Agentic RAG on knowledge graphs, local voice assistants, KL regularization, and learning without forgetting.
Good morning, AI enthusiasts,
This week, we step back from tools and trends to ask a more fundamental question: what kind of system should you actually build? In What’s AI, I share lessons from real-world agent engineering, why most “agents” should really be workflows, when a single agent with strong tools beats a multi-agent setup, and how constraints should shape architecture choices, not hype.
The curated pieces carry this idea forward. You’ll find a deep dive into building Agentic RAG on a Neo4j knowledge graph to handle precise, multi-hop reasoning; a practical guide to entirely local LLM voice assistants and the architectural tradeoffs behind them; and a...
Agentic RAG on knowledge graphs, local voice assistants, KL regularization, and learning without forgetting.
Good morning, AI enthusiasts,
This week, we step back from tools and trends to ask a more fundamental question: what kind of system should you actually build? In What’s AI, I share lessons from real-world agent engineering, why most “agents” should really be workflows, when a single agent with strong tools beats a multi-agent setup, and how constraints should shape architecture choices, not hype.
The curated pieces carry this idea forward. You’ll find a deep dive into building Agentic RAG on a Neo4j knowledge graph to handle precise, multi-hop reasoning; a practical guide to entirely local LLM voice assistants and the architectural tradeoffs behind them; and a clear explanation of KL divergence as a way to fine-tune models without pushing them into brittle overconfidence. We also explore catastrophic forgetting, why it happens, why it mirrors human learning more than we admit, and how approaches like Nested Learning aim to manage, not eliminate, it.
Let’s get into it.
What’s AI Weekly
This week, I am sharing a talk I gave at the University of San Diego. It was about AI engineering in the agents era, and more specifically, how we decide what to build here at Towards AI. I primarily covered how to choose between Workflows, Agents, and Multi-Agent Systems. Just like in traditional software engineering, you don’t pick a stack because it’s trendy. You pick it because it fits the constraints. The core message was simple: Most “agents” should be workflows. I also shared two real builds: A client CRM project where a single agent + strong tools + validation loops beat a multi-agent setup, and our internal research + writing system, where research needs flexibility but writing needs tight constraints. Watch the entire talk on YouTube!
— Louis-François Bouchard, Towards AI Co-founder & Head of Community
Learn AI Together Community Section!
Featured Community post from the Discord
Playful_courgette_43578 has created a tool to help you transfer chat history from one LLM to another. ChatGPT2Gemini integrates with your accounts to allow a smooth, easy setup, letting you select which accounts you want to transfer from and to. This seems extremely valuable in the long run when you want to import long-lasting context directly into your new chats and projects. Check it out here and support a fellow community member. If you have any questions about how this works, connect with him in the thread!
AI poll of the week!

The room leans yes on using ChatGPT-style search for the web, with a solid minority still loyal to classic Google. This is quite interesting. Last year, the gap between the two was much tighter (53 to 47). LLM search kills “tab pinball” on messy, synthesizing queries: one good summary with citations beats 12 open links, while people keep Google for fresh news, exact docs/operators, and source-auditing where crawling depth and recency still matter.
Share two real queries you run often, one where LLM search clearly wins and one where Google still does, and tell us the deciding factor (time to answer, trust in sources, or result quality). Let’s talk in the thread!
Collaboration Opportunities
The Learn AI Together Discord community is flooding with collaboration opportunities. If you are excited to dive into applied AI, want a study partner, or even want to find a partner for your passion project, join the collaboration channel! Keep an eye on this section, too — we share cool opportunities every week!
1. Aj_doublea is looking for a study partner to learn together and collaborate with me from time to time. If you want to start learning or building something, connect with him in the thread!
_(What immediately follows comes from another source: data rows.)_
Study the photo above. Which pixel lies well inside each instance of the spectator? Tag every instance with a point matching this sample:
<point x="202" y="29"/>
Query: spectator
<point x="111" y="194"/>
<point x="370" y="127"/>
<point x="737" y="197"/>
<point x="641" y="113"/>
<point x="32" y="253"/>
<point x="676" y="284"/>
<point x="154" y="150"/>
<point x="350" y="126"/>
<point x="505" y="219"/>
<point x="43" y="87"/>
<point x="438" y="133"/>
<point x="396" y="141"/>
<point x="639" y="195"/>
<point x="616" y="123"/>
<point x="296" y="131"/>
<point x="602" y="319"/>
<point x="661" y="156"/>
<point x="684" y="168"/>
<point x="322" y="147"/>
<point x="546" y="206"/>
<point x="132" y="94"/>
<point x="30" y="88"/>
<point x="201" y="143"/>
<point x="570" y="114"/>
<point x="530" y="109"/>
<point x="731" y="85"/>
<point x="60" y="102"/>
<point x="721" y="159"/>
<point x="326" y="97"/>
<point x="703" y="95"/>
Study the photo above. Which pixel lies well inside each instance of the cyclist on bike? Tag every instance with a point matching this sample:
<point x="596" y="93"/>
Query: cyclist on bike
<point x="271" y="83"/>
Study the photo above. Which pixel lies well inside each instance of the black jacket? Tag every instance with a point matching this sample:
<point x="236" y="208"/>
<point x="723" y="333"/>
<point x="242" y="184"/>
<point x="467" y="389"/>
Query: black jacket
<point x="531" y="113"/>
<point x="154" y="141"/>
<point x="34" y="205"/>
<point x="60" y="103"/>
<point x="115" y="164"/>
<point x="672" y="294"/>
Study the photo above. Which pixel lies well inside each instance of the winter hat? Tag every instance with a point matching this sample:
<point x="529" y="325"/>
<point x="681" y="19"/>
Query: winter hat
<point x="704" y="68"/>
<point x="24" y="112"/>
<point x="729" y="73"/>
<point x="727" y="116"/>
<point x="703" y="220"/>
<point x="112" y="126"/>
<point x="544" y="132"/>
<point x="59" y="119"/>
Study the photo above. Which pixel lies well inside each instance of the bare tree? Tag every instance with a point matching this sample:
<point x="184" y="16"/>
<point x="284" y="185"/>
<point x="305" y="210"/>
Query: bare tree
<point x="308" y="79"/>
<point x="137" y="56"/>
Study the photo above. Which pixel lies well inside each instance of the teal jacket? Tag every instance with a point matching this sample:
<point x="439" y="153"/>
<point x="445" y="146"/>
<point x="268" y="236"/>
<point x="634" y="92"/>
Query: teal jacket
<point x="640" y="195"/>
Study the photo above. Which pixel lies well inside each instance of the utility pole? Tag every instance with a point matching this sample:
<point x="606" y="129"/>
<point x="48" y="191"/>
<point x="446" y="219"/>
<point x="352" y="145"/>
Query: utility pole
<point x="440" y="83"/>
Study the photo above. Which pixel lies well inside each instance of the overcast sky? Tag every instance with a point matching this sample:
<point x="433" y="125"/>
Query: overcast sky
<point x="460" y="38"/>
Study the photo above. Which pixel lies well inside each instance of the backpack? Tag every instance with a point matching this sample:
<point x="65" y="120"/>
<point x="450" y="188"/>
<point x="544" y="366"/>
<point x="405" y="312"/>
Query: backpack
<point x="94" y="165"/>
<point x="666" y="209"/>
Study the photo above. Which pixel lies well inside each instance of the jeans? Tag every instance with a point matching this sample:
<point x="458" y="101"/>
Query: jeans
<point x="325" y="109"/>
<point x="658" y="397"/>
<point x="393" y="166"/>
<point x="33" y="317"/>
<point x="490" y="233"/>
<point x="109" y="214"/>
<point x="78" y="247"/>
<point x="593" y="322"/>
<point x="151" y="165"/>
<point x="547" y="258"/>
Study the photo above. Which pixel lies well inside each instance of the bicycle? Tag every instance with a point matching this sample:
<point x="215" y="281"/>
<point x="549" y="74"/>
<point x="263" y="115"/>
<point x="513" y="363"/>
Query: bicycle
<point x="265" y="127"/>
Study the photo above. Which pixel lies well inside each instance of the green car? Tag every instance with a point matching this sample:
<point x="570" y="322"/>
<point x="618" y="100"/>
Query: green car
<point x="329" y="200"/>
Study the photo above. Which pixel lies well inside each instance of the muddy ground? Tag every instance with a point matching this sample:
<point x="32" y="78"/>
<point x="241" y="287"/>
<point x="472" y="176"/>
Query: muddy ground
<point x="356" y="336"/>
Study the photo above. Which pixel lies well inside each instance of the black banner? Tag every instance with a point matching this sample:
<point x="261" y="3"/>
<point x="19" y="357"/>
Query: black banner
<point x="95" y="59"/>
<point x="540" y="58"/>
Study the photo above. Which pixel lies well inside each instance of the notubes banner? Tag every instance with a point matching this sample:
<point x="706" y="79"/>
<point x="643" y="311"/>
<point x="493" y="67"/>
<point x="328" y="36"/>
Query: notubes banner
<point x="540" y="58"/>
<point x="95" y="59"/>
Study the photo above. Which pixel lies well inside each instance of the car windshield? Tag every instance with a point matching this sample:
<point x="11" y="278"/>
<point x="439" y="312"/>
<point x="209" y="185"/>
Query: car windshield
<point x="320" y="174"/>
2. Mani066655 is learning AI and planning to develop and deploy real-world AI apps, and is looking for someone who wants to collaborate. If this sounds like you, reach out to him in the thread!
3. Liquid25082 is looking for an AI/ML expert who can build a custom model that can classify AI-generated text and human-written text. If you’ve done something similar before, contact him in the thread!
Meme of the week!

Meme shared by hudsong0
TAI Curated Section
Article of the week
Building Agentic RAG on Neo4j’s Knowledge Graph By Yogender Pal
To overcome the limitations of vector search for precise, multi-hop questions, this article details an Agentic RAG system built on a Neo4j knowledge graph. The system uses an LLM-powered agent to route natural language queries to the most appropriate tool, such as predefined Cypher functions or a dynamic Text2Cypher generator grounded in the graph’s schema. A critique agent assesses the completeness of the answer and initiates follow-up queries to ensure all parts of the question are addressed. This multi-step process yields comprehensive responses strictly derived from the database, thereby reducing hallucinations.
Our must-read articles
1. Kullback-Leibler (KL) Divergence for LLMs By Kuriko Iwai
Kullback-Leibler (KL) Divergence provides a statistical method for balancing learning and stability when fine-tuning LLMs. This piece explains its function as a regularization technique that measures the difference between a fine-tuned model’s output distribution and that of its base model. This approach helps prevent “policy collapse,” in which a model becomes overconfident on a new task. The article presents an experiment demonstrating that KL-regularized models produce more balanced outputs, effectively avoiding the extreme certainty observed in standard Supervised Fine-Tuning.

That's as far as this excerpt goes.